Bush Announces Tighter Sanctions on Myanmar

NEW YORK, Sept. 25 — President Bush announced today that the United States was taking a series of steps to tighten economic sanctions on Myanmar’s leaders and their backers and would impose a visa ban on the leaders and their families.

Mr. Bush, who has spoken out frequently on Myanmar, was addressing the opening day of the United Nations General Assembly here in New York. His remarks coincided with the eighth day of peaceful antigovernment protests in Myanmar, led by Buddhist monks in the main city of Yangon and in other cities. “Americans are outraged by the situation in Burma where a military junta has imposed a 19-year reign of fear,” said Mr. Bush, using the former name of the country. The protests in Myanmar are taking place under the shadow of the possibility of a violent crackdown. In 1988, some 3,000 people were killed when the military crushed larger pro-democracy protests.
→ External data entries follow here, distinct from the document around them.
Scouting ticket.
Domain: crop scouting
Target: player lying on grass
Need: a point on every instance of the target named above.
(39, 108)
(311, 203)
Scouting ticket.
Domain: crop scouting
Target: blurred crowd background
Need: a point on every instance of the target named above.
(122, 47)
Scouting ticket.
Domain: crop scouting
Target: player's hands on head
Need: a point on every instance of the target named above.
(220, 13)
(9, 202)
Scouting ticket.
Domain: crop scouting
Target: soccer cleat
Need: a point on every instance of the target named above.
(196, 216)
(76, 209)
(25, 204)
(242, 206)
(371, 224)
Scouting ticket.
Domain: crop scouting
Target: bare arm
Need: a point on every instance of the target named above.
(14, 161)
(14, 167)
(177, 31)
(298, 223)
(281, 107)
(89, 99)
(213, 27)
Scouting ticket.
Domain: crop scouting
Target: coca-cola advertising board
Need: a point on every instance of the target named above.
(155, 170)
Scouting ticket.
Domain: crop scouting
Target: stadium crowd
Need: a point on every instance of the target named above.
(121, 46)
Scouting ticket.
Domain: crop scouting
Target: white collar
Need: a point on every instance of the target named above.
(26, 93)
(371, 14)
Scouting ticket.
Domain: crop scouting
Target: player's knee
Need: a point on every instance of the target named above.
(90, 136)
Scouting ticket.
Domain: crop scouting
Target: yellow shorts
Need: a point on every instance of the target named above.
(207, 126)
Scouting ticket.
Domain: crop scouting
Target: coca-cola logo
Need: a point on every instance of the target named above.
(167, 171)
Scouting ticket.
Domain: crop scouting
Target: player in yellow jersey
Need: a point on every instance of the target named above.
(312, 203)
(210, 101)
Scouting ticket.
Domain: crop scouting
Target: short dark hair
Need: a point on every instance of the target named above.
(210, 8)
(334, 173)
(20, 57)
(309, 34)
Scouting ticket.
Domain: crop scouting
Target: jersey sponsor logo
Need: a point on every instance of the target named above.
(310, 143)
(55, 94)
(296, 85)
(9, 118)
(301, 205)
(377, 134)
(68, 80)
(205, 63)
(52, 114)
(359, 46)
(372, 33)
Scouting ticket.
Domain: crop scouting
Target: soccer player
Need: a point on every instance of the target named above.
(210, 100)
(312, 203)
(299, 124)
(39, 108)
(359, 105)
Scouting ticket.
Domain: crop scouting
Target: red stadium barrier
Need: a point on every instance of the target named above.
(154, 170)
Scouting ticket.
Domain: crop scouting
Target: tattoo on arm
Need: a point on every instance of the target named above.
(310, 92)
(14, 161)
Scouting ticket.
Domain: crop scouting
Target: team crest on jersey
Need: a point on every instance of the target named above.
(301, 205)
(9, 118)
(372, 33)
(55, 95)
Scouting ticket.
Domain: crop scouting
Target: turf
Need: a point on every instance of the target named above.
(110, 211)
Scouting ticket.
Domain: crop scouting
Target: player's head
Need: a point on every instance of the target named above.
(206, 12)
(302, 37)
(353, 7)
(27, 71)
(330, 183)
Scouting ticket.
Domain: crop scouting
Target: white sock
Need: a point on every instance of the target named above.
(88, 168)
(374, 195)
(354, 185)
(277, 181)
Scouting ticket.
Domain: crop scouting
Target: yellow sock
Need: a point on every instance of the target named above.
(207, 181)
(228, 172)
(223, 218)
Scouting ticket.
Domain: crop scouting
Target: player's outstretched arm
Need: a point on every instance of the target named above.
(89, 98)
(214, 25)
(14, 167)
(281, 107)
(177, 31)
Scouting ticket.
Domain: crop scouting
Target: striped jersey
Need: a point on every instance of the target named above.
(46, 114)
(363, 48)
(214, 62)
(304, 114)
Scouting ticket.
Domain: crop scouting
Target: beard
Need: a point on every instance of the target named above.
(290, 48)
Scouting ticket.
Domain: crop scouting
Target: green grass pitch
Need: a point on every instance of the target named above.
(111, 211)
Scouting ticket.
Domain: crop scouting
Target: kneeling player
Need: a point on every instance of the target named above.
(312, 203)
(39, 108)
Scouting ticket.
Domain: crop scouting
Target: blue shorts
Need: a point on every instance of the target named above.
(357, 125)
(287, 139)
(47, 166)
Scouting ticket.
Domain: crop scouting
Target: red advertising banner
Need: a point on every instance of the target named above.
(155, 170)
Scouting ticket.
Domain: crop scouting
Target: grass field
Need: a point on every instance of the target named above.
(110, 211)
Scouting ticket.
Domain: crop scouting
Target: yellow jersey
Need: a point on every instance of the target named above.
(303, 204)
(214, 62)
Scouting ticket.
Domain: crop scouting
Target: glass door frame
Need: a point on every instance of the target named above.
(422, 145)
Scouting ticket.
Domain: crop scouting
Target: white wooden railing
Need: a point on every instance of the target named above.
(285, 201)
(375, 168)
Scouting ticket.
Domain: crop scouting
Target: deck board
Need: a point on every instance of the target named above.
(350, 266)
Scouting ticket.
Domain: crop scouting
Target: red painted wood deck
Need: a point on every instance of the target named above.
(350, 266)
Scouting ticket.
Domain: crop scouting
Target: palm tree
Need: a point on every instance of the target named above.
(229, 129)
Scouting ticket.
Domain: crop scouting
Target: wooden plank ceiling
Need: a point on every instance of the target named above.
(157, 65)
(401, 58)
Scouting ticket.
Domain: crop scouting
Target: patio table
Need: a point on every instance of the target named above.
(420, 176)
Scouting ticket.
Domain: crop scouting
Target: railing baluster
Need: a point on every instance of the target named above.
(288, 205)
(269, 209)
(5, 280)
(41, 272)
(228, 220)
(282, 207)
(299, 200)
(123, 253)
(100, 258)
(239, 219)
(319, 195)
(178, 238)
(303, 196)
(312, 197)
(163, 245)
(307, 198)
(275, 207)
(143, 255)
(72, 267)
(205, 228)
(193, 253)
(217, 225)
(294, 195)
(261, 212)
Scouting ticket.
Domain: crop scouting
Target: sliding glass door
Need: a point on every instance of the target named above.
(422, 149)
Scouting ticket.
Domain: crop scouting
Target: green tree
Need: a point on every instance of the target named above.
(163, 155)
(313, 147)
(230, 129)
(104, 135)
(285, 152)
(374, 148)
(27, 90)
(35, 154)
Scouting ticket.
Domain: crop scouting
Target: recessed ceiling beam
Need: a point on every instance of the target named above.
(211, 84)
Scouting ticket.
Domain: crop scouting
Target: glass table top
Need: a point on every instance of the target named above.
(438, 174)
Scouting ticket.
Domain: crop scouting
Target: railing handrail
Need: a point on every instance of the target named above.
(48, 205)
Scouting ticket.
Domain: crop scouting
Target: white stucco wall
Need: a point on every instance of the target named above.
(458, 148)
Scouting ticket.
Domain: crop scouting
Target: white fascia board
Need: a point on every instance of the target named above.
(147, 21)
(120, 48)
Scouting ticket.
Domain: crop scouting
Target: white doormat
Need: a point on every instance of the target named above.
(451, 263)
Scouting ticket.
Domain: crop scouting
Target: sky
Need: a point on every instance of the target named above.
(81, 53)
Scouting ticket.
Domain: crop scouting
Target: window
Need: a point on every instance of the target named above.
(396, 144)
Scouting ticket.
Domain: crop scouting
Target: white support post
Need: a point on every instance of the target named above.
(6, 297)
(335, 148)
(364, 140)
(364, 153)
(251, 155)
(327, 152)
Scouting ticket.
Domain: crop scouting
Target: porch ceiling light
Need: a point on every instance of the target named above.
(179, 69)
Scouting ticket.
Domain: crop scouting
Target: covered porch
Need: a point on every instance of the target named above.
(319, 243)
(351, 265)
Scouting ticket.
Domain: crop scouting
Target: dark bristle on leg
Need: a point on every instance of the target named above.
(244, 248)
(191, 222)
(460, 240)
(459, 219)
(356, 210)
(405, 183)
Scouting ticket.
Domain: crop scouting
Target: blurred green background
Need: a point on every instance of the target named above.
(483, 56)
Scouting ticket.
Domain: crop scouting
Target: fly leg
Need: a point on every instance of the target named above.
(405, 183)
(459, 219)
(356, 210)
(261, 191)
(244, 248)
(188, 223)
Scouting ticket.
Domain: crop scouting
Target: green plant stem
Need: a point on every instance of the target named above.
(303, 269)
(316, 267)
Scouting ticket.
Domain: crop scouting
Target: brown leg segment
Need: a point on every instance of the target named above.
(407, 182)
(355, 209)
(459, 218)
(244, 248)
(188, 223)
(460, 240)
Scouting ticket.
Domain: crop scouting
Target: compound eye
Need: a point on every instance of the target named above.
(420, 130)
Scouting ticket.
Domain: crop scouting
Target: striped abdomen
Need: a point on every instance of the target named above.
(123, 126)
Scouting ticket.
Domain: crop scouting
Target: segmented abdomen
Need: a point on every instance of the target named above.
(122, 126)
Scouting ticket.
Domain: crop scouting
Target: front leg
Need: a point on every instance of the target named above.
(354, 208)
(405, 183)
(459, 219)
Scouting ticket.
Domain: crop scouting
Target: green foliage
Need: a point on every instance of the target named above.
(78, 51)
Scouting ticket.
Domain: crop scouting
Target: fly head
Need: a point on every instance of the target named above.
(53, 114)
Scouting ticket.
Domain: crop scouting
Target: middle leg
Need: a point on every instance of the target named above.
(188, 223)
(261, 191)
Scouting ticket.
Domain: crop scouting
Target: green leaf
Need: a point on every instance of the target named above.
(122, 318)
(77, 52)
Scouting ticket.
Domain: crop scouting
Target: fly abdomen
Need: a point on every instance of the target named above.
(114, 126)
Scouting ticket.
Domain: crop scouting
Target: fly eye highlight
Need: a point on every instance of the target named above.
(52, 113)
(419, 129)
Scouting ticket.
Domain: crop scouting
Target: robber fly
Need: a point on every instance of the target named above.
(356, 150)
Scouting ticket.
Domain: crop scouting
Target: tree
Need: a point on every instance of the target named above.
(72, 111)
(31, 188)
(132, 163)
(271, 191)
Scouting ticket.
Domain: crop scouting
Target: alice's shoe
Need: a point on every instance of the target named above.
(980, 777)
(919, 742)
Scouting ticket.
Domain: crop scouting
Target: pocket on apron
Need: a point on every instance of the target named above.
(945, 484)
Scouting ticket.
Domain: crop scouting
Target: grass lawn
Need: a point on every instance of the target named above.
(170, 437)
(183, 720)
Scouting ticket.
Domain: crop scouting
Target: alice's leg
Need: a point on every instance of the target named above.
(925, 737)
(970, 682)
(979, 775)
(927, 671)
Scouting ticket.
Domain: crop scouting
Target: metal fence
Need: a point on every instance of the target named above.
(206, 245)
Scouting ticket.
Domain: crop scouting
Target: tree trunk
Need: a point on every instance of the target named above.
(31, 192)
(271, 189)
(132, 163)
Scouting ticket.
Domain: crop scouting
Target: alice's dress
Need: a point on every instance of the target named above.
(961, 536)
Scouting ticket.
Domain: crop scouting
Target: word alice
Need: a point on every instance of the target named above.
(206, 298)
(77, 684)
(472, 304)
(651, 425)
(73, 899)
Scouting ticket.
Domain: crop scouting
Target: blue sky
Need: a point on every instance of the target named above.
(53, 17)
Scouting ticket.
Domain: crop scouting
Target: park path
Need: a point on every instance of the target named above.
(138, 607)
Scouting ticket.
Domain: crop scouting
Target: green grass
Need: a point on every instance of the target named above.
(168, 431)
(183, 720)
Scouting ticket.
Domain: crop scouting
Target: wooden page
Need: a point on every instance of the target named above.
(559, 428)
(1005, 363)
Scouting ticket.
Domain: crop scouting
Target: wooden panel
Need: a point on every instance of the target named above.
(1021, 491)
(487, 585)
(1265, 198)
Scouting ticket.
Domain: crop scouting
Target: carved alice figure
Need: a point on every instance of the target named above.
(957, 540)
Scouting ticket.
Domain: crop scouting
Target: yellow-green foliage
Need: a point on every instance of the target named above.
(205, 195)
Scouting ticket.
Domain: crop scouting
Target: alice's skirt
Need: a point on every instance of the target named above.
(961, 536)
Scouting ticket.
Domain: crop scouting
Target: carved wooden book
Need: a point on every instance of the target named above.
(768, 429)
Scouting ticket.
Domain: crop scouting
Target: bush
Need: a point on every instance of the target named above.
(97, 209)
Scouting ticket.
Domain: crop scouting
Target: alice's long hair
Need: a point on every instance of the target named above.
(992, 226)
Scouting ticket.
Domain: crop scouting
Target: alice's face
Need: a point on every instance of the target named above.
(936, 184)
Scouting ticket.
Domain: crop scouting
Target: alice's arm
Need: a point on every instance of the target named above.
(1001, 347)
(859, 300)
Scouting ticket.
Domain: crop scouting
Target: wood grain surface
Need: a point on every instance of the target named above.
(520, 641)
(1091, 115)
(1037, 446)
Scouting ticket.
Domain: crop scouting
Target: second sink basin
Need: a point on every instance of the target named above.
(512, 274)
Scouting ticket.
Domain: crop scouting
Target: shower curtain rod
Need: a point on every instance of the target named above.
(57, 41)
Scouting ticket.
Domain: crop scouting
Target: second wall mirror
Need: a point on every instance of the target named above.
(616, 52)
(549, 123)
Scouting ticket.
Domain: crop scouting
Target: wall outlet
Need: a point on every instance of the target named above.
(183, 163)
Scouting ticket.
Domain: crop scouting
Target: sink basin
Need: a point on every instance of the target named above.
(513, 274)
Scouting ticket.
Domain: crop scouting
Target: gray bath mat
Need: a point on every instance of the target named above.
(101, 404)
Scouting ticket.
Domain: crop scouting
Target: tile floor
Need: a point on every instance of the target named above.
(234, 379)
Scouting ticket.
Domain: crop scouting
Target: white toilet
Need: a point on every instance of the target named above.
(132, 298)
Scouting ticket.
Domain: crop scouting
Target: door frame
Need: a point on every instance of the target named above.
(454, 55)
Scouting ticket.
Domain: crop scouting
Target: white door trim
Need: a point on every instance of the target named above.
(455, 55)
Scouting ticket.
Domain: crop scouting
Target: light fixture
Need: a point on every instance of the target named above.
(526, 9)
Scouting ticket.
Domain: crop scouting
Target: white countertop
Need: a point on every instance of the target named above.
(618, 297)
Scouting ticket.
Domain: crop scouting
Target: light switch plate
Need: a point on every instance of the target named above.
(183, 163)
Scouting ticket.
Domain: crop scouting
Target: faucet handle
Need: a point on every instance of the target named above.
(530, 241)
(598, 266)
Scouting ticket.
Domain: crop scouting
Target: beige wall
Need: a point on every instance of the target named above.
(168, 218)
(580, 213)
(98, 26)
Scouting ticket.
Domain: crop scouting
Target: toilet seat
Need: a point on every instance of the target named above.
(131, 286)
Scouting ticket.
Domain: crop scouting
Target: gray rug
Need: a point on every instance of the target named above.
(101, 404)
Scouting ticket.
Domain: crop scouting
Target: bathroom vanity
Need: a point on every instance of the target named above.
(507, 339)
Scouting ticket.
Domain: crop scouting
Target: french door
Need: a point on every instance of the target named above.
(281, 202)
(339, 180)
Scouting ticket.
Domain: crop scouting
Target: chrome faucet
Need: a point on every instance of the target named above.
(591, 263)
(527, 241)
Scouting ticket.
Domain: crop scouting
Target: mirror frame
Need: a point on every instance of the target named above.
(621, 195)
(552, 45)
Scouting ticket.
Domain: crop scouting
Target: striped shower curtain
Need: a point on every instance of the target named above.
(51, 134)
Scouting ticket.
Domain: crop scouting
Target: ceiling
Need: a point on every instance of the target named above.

Although some reports have said that truckloads of soldiers moved into position at one point during the protests in Yangon today, the day’s protests have dispersed without incident.

Since 1988, Myanmar has become the focus of international condemnation for its abuses of human and political rights and its treatment of the pro-democracy leader Daw Aung San Suu Kyi, who has been under house arrest in Yangon for 12 of the past 18 years.